Wednesday, I attended an informative and eye-opening session, “We See You: Programming for Adults with Intellectual and Developmental Disabilities”, that shares the joys and motivation behind facilitating unique programming for an often-forgotten group of patrons. I learned how to structure programs, use proper verbiage, and initiate outreach for the IDD community. Wednesday also pushed me to the limits of my comfort when attending the “Radical Supervision: Applying the Teachings of Black Liberation Leader to Management” session. I sat at a table and discussed the nuances of leadership by and for black library workers and examined how we can use radicalism to become better managers, librarians, and advocates. This session opened my eyes to the desires of librarians nationwide to decrease the inequity and lack of diversity in the profession and its policies, hiring, and practices. The opening of the exhibits was full of energy and excitement. The band was a great touch (*chef’s kiss*). Also, attending the Scholarship Meet and Greet allowed me to meet with other fortunate librarians and library students like me. Wednesday was about camaraderie.

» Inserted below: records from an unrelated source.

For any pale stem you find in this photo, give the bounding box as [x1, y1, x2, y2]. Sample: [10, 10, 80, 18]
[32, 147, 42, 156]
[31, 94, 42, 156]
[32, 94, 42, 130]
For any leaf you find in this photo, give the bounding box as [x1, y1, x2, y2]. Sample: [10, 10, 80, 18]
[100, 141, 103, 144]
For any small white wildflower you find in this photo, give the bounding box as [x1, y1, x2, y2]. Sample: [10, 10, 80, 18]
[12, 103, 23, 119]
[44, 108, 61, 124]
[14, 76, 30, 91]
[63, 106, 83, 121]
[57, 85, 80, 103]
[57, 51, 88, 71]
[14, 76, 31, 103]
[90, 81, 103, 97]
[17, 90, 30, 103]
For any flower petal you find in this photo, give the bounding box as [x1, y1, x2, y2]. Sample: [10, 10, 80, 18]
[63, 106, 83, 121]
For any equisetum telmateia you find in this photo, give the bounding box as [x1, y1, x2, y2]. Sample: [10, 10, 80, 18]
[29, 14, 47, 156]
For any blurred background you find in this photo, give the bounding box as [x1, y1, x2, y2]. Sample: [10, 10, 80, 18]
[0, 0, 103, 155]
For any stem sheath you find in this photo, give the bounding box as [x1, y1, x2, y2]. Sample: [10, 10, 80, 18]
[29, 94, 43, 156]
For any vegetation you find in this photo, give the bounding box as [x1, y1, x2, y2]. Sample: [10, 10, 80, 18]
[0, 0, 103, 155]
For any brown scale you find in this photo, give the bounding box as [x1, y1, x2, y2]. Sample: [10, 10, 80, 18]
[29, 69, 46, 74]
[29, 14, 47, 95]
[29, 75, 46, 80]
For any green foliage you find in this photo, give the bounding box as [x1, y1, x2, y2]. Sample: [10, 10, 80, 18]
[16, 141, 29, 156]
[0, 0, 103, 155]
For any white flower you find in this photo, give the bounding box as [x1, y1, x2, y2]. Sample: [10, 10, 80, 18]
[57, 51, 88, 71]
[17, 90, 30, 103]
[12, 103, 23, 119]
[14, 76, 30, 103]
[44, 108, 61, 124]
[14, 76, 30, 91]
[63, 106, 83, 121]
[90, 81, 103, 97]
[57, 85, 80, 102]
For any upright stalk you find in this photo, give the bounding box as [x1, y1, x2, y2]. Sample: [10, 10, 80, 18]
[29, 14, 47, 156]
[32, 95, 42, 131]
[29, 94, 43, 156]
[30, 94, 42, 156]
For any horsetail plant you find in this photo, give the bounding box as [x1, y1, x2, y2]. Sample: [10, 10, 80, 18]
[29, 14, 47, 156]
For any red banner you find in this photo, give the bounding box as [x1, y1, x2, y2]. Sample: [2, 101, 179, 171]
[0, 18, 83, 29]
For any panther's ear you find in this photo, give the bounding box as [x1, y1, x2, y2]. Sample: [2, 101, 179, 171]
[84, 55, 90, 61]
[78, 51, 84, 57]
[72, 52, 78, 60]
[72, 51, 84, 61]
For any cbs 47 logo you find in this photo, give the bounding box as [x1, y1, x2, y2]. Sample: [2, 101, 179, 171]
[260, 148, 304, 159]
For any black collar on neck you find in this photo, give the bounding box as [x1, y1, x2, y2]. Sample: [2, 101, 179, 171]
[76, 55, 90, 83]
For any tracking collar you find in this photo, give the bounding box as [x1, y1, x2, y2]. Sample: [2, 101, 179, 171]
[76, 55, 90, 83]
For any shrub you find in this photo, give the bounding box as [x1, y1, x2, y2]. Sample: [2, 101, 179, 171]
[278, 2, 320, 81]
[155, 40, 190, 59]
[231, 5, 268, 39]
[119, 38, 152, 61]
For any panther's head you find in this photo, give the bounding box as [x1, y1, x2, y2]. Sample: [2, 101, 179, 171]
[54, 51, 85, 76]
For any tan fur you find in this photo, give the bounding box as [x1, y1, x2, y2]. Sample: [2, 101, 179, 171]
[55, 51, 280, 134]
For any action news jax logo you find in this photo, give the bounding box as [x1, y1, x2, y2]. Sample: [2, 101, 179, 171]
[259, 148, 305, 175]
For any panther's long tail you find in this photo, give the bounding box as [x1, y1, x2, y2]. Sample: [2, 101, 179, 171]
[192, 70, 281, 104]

Thursday morning, I learned how to foster cultural diversity and acceptance through baby times. I listened to the work and goals of an Anti-Black Racism group. For lunch, I had a fantastic conversation with an archival librarian about censorship and how it affects queer librarians. However, the highlight of the conference for me was the “PLA President’s Program: The Black Librarian in America”. I listened to the words of the Librarian of Congress as she listed the accomplishments of black librarians past and present and emphasized the importance of the work we do, even as such a small minority in the profession. I mentally devoured every word of the panelists, each highly accomplished librarian, as they candidly shared their paths and experiences as black librarians in America. I lamented with my fellow librarians in the room as they shared their less-than-optimal experiences and sought motivation and advice on how to excel and overcome environments that wanted them to fail so clearly. I, in my hesitance, shared my story at the microphone, pleading for some form of motivation as I have been in a war for equity in materials in my own branch. I entered this program unclear of my future in libraries, ready to surrender and admit defeat. I left this program feeling reenergized, strengthened, and ready to reclaim my place as a librarian with a newfound network of librarians of all backgrounds behind me. Thursday was about reignition and emboldening.

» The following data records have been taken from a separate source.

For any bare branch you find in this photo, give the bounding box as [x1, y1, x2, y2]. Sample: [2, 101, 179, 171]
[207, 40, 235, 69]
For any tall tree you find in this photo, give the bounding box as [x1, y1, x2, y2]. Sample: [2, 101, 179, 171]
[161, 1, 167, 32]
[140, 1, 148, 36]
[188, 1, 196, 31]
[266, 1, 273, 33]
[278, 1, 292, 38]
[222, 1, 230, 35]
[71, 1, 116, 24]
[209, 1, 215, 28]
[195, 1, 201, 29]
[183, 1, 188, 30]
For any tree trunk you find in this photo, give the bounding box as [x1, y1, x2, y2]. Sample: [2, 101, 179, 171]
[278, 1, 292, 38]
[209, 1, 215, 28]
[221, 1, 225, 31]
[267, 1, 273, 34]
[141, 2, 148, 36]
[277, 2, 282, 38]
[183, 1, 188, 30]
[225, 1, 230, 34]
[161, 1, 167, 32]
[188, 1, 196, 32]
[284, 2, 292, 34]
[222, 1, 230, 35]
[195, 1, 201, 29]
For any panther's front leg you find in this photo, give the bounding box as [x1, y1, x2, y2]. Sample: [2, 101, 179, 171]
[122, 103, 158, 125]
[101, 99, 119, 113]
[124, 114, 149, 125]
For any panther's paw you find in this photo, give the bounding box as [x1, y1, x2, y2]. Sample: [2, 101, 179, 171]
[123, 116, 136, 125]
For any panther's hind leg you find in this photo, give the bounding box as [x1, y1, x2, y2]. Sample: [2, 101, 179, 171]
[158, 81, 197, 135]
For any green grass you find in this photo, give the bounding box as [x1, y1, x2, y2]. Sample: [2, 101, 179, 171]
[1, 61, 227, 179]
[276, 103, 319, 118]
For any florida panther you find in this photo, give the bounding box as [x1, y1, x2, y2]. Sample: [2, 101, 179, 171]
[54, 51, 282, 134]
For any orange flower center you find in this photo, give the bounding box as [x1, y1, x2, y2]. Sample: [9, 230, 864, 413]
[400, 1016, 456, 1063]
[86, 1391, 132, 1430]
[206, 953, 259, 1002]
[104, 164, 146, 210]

The fun came to an end Friday. However, I attended a session focusing on teens, which will help my library tremendously. I will be able to take back information to aid my teen specialist in not just catching but keeping teens’ interest in our community. I gained insight into more effectively injecting diversity into our collection development, ordering, and organizing, which will be extremely beneficial for me as a manager. I learned an innovative method of engaging patrons through Lit Kits. The greatest surprise of the conference was the exclusive discussion with Mychal Threets for the scholarship recipients! I ended my conference experience at the Closing Session with sincere inspiration from the current PLA President and transparent laughs and words of truth from Dulcé Sloan. Friday was about actualization.

I could never have imagined the impact this conference would have on me. I can imagine the impact my knowledge will have on my library. I know this was more than a conference; it was an experience. But more than that, it was a necessity. I cried, I related, I questioned, I hugged, I held hands, I encouraged, I was encouraged. This conference transformed into a haven for so many librarians on the brink. This conference was about transparency, enlightenment, and apperception. This conference was the beginning of a revolution. Thank you, PLA!